ARNOLD ODERMATT
‘Arnold Odermatt’
La Chambre, Strasbourg
14.12.2012 - 03.03.2013
There once was a Swiss officer named Arnold Odermatt, whose photographic work, long neglected, was an international echo while the author was past the age of retirement. Born in 1925 in the canton of Nidwalden in a family of eleven children whose father was a forester, Arnold Odermatt had first served an apprenticeship with a baker. However, the allergy away from his original profession and entered, quite by chance, in the cantonal police, in which he spent the next forty years.
In ten years, Arnold Odermatt won a camera in favor of a competition, which led gradually to develop an autodidact, a photographic practice that can be described as passionate. He took his Rolleiflex dual purpose with him everywhere and photographing the people and landscapes of the region, and later, his wife and children.

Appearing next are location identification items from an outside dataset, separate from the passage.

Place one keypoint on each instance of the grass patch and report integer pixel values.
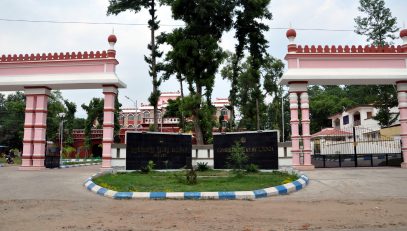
(17, 161)
(209, 181)
(85, 162)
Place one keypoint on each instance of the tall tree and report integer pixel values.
(250, 35)
(55, 106)
(69, 121)
(378, 24)
(94, 118)
(197, 45)
(118, 6)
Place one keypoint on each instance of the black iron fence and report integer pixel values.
(52, 157)
(359, 160)
(355, 147)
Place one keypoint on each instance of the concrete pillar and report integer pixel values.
(110, 93)
(295, 135)
(35, 127)
(300, 89)
(306, 136)
(402, 98)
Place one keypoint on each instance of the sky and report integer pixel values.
(25, 37)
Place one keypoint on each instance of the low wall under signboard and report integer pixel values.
(166, 150)
(260, 147)
(200, 153)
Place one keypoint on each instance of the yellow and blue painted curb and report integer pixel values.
(284, 189)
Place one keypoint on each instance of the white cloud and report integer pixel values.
(132, 40)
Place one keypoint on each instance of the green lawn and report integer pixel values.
(210, 181)
(17, 160)
(84, 162)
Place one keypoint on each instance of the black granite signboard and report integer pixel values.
(260, 147)
(167, 150)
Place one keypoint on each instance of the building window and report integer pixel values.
(346, 120)
(146, 114)
(337, 123)
(121, 119)
(131, 117)
(356, 119)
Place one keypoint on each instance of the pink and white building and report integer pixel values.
(38, 74)
(336, 65)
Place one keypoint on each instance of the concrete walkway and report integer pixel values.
(66, 184)
(336, 199)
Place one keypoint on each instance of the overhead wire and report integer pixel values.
(145, 24)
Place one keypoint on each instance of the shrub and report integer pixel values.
(149, 167)
(252, 168)
(191, 176)
(202, 166)
(237, 159)
(68, 152)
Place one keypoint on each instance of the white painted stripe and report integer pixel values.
(110, 193)
(175, 195)
(245, 195)
(271, 191)
(209, 195)
(290, 187)
(96, 188)
(145, 195)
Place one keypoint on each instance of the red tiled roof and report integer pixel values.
(331, 132)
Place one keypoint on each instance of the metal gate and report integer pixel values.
(355, 147)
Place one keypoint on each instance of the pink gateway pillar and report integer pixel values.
(299, 90)
(110, 93)
(35, 128)
(402, 98)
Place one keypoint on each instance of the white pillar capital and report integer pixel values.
(298, 86)
(37, 91)
(110, 89)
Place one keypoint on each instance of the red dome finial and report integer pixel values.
(112, 38)
(291, 33)
(403, 33)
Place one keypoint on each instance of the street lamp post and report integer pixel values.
(61, 136)
(136, 116)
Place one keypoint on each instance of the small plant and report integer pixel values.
(237, 159)
(252, 168)
(202, 166)
(191, 177)
(149, 167)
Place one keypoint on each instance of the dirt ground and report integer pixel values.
(335, 200)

This photographic hobby, however, was met with indifference by his entourage, when one day, in the early 1990s, his son, Urs Odermatt rediscovered it. Photographs of police knew then gradual success. Exhibited in 1998 at the police station at the Frankfurt Book Fair, its black and white damaged cars hung the eye of the famous curator Harald Szeemann, who took them at the Venice Biennale in 2001 . Therefore, the shots of the Swiss police were rewarded with international recognition.
This exhibition aims to return to the “legend Odermatt”, through a selection of shots mixing personal and professional lives of the Swiss police which invite us to discover the different facets of the photographic practice Odermatt, whose photographs full of humor also reveal a keen sense of framing and staging.